To pretrain the cifar10 dataset we set the cifar10 argument to True. We pretrain the model for up to 1,000 epochs and the loss is shown below. Pretraining is done on the training dataset and we use a batch size of 256. We use a linear warmup for 1,000 iterations then decay the learning rate with cosine decay.
For the linear evaluation we discard the projection head, freeze the model weights and train a linear classifier for 10 epochs. The results are shown in the table below where the linear evaluation is performed at different training checkpoints.
Pretrain Epoch | 200 | 400 | 600 | 800 | 1000 |
---|---|---|---|---|---|
Test Accuracy | 85.4 | 88.3 | 89.5 | 89.5 | 89.9 |
The above results can be replicated by first pretraining and then finetuning as below.

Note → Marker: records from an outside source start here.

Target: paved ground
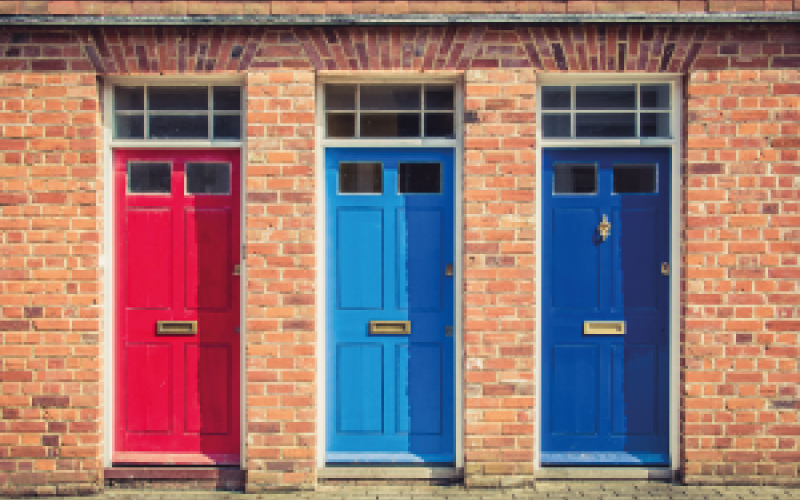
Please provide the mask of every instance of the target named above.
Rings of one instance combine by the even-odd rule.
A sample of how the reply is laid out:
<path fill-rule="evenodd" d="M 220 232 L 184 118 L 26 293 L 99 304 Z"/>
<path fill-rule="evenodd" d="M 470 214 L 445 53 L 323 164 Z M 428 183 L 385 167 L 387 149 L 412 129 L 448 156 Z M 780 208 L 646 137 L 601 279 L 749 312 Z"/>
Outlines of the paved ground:
<path fill-rule="evenodd" d="M 540 482 L 536 490 L 461 487 L 347 487 L 316 492 L 247 495 L 227 492 L 109 490 L 75 500 L 800 500 L 800 489 L 758 486 L 682 486 L 667 483 Z M 62 497 L 60 500 L 67 500 Z"/>

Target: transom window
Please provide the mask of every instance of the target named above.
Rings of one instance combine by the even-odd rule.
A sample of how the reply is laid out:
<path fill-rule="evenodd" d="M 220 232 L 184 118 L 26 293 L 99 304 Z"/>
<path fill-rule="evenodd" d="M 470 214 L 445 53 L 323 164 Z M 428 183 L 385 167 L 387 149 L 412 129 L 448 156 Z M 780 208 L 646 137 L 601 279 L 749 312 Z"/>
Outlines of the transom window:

python main.py --task=pretrain --cifar10=True --batch_size=256 --num_epochs=1000 --temperature=0.1 --strength=0.5 --learning_rate=1.0
python main.py --task=classification --cifar10=True --batch_size=256 --num_classes=10 --pretrain_save_path=logs/pretrain --finetune_save_path=logs/finetune --freeze
This example case uses the UTKFace dataset. This dataset consists of over 20,000 face images where each face is labelled with age, gender and ethnicity. This example is contained within this colab
We pretrain the model for 500 epochs and the loss is shown below. We use a linear warmup for 1000 iterations then decay the learning rate.
For the linear evaluation we discard the projection head, freeze the model weights and train a linear classifier. We train the linear classifier on 80% of the training data and evaluate it on the remaining 20%. The results are shown in the table below.
Training Epoch | 100 | 200 | 300 | 400 | 500 |
---|---|---|---|---|---|
Accuracy | 45 | 55 | 44 | 66 | 44 |
The SimCLR paper showed that the last layer of the ResNet model h, visually separated dataset classes better than the output z of the projection head g(h). Here we also compare the separation for both layers.